Sometimes, you will need to ignore him to give him a message that he needs to change his strategy to get what he wants.
Talk To The Vet
If he has unexpectedly started licking your feet or legs and has become needy, it could be a sign of an underlying health problem.
In such situations, you should talk to the vet and pinpoint the root cause of his behavior. Based on the problem, the vet will suggest what you should do to stop or control his behavior.
Frequently Asked Questions
1. Why Does My Dog Lick My Legs After I Take A Shower?
They may lick you after you showered because they like your lotion’s smell, or they may be trying to dry you just like they dry themselves.
2. Why Does My Dog Lick My Wounds?
When they lick your wounds, their saliva that has healing abilities can help cleanse that area and heal it. Vets say that their saliva has healing and antimicrobial properties.
3. Why Does My Dog Lick My Ears?
They can lick your ears due to boredom, excitement, ear infection, social structure, grooming behavior, or simply because they like your ears’ taste.
4. Is It A Good Idea To Stop My Dog From Licking My Legs?
Well, it is your personal choice to allow them or stop them from licking your legs. If you are uncomfortable with this behavior, you can rely on positive reinforcement training to slowly transform his behavior. Otherwise, his licking won’t harm you. However, you must wash your feet or legs every time you come home from the office to get rid of germs.
Canines display odd behaviors. Their behaviors may seem strange to us, but to them, they have a solid reason behind them.

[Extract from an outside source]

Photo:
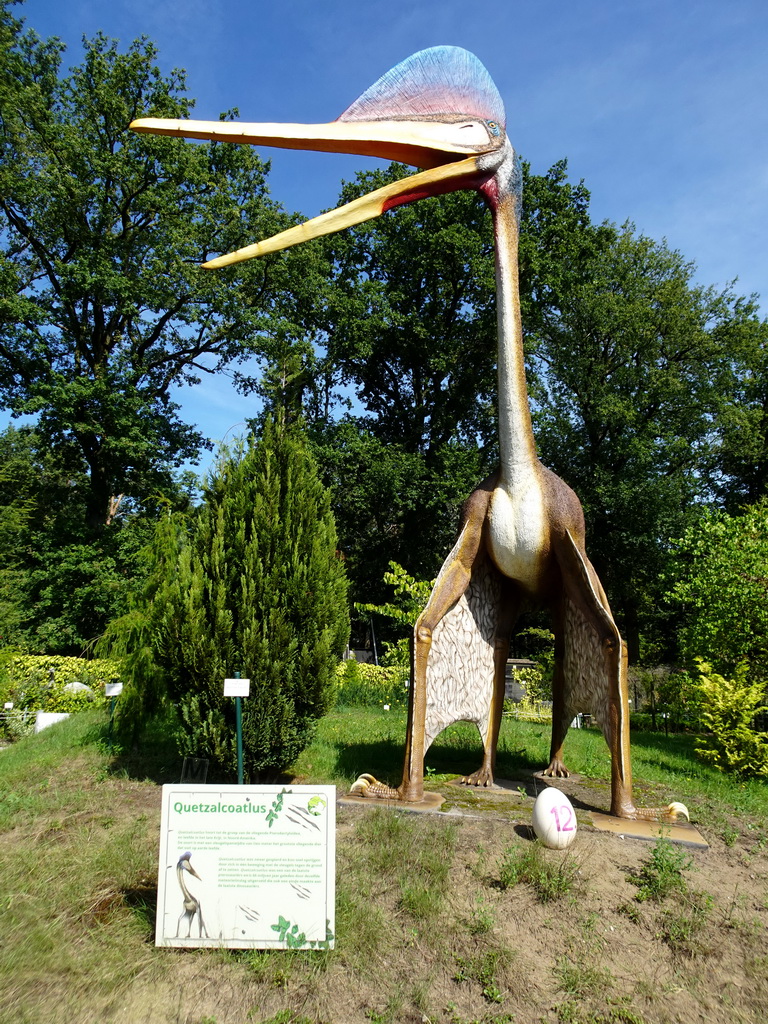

Mostly, when a dog licks your feet or legs nonstop, he is trying to show affection and love to you. It is also one of their fundamental approaches of communicating their feelings and telling about their needs.
We hope our detailed guide on “why does my dog lick my legs excessively” has helped you identify the reasons why your dog displays this behavior and some useful strategies to help control this potentially infuriating behavior.